ほんま、こういう不意打ちすんねん、しーちゃんは。
赤いのを誤魔化したくて、
しーちゃんのほっぺたをつまむ。
「あいたたたたっ」
教室につくと、意外にもクラスの半分くらいしか生徒が戻ってきていなかった。
多分混雑に巻き込まれているんだろう。
「やっぱり横山くんはまだだね。」
しーちゃんが席に座る。
その横におれも座る。
自由席で良かったと思う。
これならいつでもしーちゃんと話せるし、他の男子がしーちゃんに話しかける機会が全くとまではいかへんけど少しは減る。
「すごくこの学校、自由だね」
しーちゃんがこっちを向く。
あぁ
この感じ、新鮮やなぁ…
同じ教室で、隣の席。
今までになかった光景。
違うクラスに遊びに来たんやなくて、同じクラス。
新鮮や
「そやねえ~
勉強した甲斐があったわ〜」
自分では何も意識してへんし、そんなに自覚があるわけでもないんやけど、皆から「頭に花が咲いてる」とか言われる。

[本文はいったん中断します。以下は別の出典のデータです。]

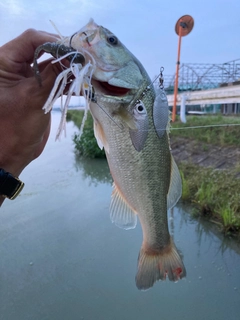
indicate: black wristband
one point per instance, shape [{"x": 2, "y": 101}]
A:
[{"x": 10, "y": 186}]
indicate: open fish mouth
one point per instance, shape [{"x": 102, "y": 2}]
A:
[{"x": 110, "y": 90}]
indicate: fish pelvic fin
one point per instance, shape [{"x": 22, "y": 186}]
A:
[
  {"x": 120, "y": 211},
  {"x": 157, "y": 265}
]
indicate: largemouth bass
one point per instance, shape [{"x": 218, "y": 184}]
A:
[{"x": 131, "y": 121}]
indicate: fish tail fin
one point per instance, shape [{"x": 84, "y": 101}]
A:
[{"x": 156, "y": 265}]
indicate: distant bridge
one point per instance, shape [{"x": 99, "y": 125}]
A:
[{"x": 222, "y": 95}]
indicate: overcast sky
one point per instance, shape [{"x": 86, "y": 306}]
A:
[{"x": 146, "y": 27}]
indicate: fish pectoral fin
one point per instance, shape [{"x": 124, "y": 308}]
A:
[
  {"x": 120, "y": 212},
  {"x": 100, "y": 136},
  {"x": 175, "y": 188}
]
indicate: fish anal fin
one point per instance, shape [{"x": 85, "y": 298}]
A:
[
  {"x": 158, "y": 265},
  {"x": 100, "y": 136},
  {"x": 175, "y": 187},
  {"x": 121, "y": 212}
]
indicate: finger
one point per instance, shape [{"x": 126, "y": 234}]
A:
[{"x": 22, "y": 48}]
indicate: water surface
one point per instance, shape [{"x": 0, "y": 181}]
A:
[{"x": 61, "y": 257}]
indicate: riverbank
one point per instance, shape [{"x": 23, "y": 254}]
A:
[{"x": 209, "y": 162}]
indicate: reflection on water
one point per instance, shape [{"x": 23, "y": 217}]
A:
[
  {"x": 62, "y": 258},
  {"x": 96, "y": 173}
]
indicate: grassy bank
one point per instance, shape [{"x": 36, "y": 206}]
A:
[
  {"x": 224, "y": 135},
  {"x": 214, "y": 193}
]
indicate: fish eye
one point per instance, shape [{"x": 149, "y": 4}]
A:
[{"x": 112, "y": 40}]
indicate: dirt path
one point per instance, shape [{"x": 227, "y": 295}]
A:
[{"x": 204, "y": 154}]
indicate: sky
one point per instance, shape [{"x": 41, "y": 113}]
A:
[{"x": 145, "y": 27}]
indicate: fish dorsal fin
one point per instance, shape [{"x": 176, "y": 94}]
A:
[
  {"x": 120, "y": 212},
  {"x": 100, "y": 136},
  {"x": 175, "y": 188}
]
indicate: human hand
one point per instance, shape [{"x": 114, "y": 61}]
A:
[{"x": 24, "y": 128}]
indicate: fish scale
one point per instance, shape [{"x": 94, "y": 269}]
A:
[{"x": 131, "y": 121}]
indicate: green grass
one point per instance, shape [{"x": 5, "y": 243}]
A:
[
  {"x": 223, "y": 136},
  {"x": 215, "y": 193}
]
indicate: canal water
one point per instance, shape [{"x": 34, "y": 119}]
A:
[{"x": 61, "y": 258}]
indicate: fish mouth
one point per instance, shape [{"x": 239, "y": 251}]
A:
[{"x": 108, "y": 89}]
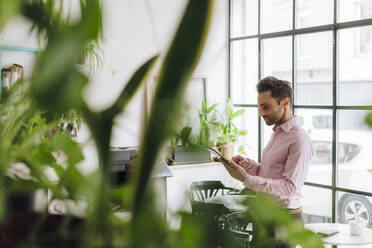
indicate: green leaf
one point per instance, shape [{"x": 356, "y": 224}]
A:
[
  {"x": 57, "y": 84},
  {"x": 368, "y": 119},
  {"x": 8, "y": 9},
  {"x": 132, "y": 86}
]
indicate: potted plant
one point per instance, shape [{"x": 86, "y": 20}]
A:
[{"x": 228, "y": 132}]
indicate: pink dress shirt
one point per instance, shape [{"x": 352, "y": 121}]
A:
[{"x": 285, "y": 164}]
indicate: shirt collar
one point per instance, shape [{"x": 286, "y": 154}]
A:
[{"x": 288, "y": 125}]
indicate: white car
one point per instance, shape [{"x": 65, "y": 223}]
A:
[{"x": 354, "y": 172}]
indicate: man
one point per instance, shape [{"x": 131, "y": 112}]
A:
[{"x": 286, "y": 158}]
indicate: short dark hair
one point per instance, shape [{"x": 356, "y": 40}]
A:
[{"x": 279, "y": 89}]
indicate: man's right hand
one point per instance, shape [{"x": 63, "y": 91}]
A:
[{"x": 243, "y": 162}]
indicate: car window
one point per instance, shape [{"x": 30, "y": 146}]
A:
[{"x": 323, "y": 152}]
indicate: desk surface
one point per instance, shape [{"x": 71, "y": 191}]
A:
[{"x": 344, "y": 237}]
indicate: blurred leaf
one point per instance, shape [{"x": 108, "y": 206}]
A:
[
  {"x": 211, "y": 108},
  {"x": 57, "y": 85},
  {"x": 7, "y": 10},
  {"x": 132, "y": 86}
]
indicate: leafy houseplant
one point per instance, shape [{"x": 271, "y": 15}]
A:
[
  {"x": 228, "y": 131},
  {"x": 187, "y": 148},
  {"x": 57, "y": 86}
]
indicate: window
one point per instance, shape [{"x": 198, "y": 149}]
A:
[{"x": 327, "y": 60}]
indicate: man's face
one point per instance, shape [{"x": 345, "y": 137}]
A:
[{"x": 269, "y": 109}]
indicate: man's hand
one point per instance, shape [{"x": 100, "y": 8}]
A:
[
  {"x": 245, "y": 163},
  {"x": 235, "y": 170}
]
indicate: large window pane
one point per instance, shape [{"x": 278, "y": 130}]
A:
[
  {"x": 352, "y": 206},
  {"x": 355, "y": 74},
  {"x": 318, "y": 123},
  {"x": 244, "y": 71},
  {"x": 277, "y": 58},
  {"x": 351, "y": 10},
  {"x": 276, "y": 15},
  {"x": 248, "y": 122},
  {"x": 314, "y": 69},
  {"x": 314, "y": 13},
  {"x": 244, "y": 18},
  {"x": 354, "y": 151},
  {"x": 317, "y": 204}
]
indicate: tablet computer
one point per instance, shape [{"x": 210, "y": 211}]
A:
[{"x": 219, "y": 155}]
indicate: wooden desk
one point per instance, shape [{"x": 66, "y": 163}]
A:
[{"x": 343, "y": 237}]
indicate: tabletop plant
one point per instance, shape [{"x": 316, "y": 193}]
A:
[{"x": 57, "y": 85}]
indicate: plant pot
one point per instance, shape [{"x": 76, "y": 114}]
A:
[{"x": 227, "y": 149}]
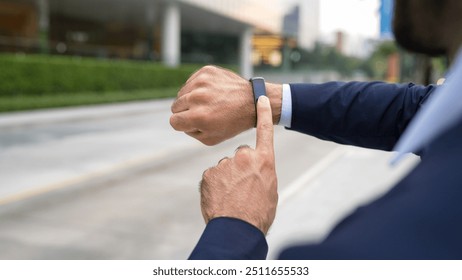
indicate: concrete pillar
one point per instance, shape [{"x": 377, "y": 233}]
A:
[
  {"x": 171, "y": 35},
  {"x": 245, "y": 52},
  {"x": 150, "y": 24},
  {"x": 43, "y": 8}
]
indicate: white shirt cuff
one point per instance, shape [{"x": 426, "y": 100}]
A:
[{"x": 286, "y": 110}]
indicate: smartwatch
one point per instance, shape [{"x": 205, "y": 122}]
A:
[{"x": 258, "y": 88}]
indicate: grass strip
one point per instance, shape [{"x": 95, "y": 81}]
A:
[{"x": 20, "y": 103}]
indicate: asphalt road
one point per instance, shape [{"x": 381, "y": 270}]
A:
[{"x": 117, "y": 182}]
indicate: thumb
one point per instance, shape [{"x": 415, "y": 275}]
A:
[{"x": 264, "y": 126}]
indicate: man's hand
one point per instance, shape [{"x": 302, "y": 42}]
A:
[
  {"x": 216, "y": 104},
  {"x": 245, "y": 186}
]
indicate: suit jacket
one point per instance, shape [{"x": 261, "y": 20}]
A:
[{"x": 420, "y": 218}]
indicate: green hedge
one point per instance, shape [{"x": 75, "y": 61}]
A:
[{"x": 38, "y": 75}]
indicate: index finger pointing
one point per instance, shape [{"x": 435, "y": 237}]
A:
[{"x": 264, "y": 126}]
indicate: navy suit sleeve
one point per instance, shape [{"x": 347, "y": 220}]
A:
[
  {"x": 364, "y": 114},
  {"x": 230, "y": 239}
]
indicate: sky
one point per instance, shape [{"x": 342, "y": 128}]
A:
[{"x": 355, "y": 17}]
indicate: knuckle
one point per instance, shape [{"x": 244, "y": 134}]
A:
[{"x": 174, "y": 122}]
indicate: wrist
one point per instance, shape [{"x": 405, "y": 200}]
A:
[{"x": 274, "y": 93}]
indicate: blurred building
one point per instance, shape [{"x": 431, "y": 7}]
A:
[
  {"x": 302, "y": 23},
  {"x": 171, "y": 31}
]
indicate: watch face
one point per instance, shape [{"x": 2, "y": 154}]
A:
[{"x": 258, "y": 87}]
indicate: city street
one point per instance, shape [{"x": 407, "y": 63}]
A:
[{"x": 117, "y": 182}]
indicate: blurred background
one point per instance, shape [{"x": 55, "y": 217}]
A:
[{"x": 91, "y": 169}]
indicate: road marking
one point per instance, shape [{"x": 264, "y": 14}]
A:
[
  {"x": 302, "y": 181},
  {"x": 114, "y": 169}
]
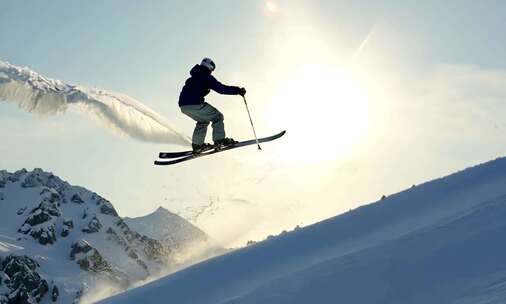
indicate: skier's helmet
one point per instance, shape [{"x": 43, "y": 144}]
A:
[{"x": 208, "y": 63}]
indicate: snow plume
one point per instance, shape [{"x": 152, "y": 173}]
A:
[{"x": 44, "y": 96}]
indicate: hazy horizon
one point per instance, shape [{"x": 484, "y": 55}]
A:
[{"x": 375, "y": 96}]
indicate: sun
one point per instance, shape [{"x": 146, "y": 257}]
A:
[
  {"x": 271, "y": 7},
  {"x": 324, "y": 110}
]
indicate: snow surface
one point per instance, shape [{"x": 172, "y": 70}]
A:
[
  {"x": 119, "y": 112},
  {"x": 27, "y": 196},
  {"x": 190, "y": 244},
  {"x": 439, "y": 242}
]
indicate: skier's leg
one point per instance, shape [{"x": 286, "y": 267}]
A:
[
  {"x": 197, "y": 113},
  {"x": 217, "y": 124},
  {"x": 199, "y": 134}
]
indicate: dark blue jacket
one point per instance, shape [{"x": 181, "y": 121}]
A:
[{"x": 199, "y": 85}]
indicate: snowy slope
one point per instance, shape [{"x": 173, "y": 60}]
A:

そんなおれでもこの進学校に入れたんはしーちゃんと兎希ちゃんのおかげでもあんねん。
もちろん塾にも行ったんやけど、それでも足りない分とかはしーちゃんと兎希ちゃんにそれぞれ、得意な教科を教えてもらった。
それでなんとか合格。
この学校が良かったわけやなくて、しーちゃんが受けるって言うたから。
適当に理由をつけて、ここを志望した。
まぁ、思いの外、よこちょとかしぶやんとか、いろいろ知り合いがおったんは少しびっくりしたけど。
「あっ!いたー!安田くん!!」
いきなり名前を呼ばれ、びっくりしながらも教室の入口を見ると、同じ中学だった女子がいた。
(あの子、うざいんよなぁ…)
うるさいし、えらいベタベタ触ってくるし。
正直、あまり、いや、全く関わりたくない。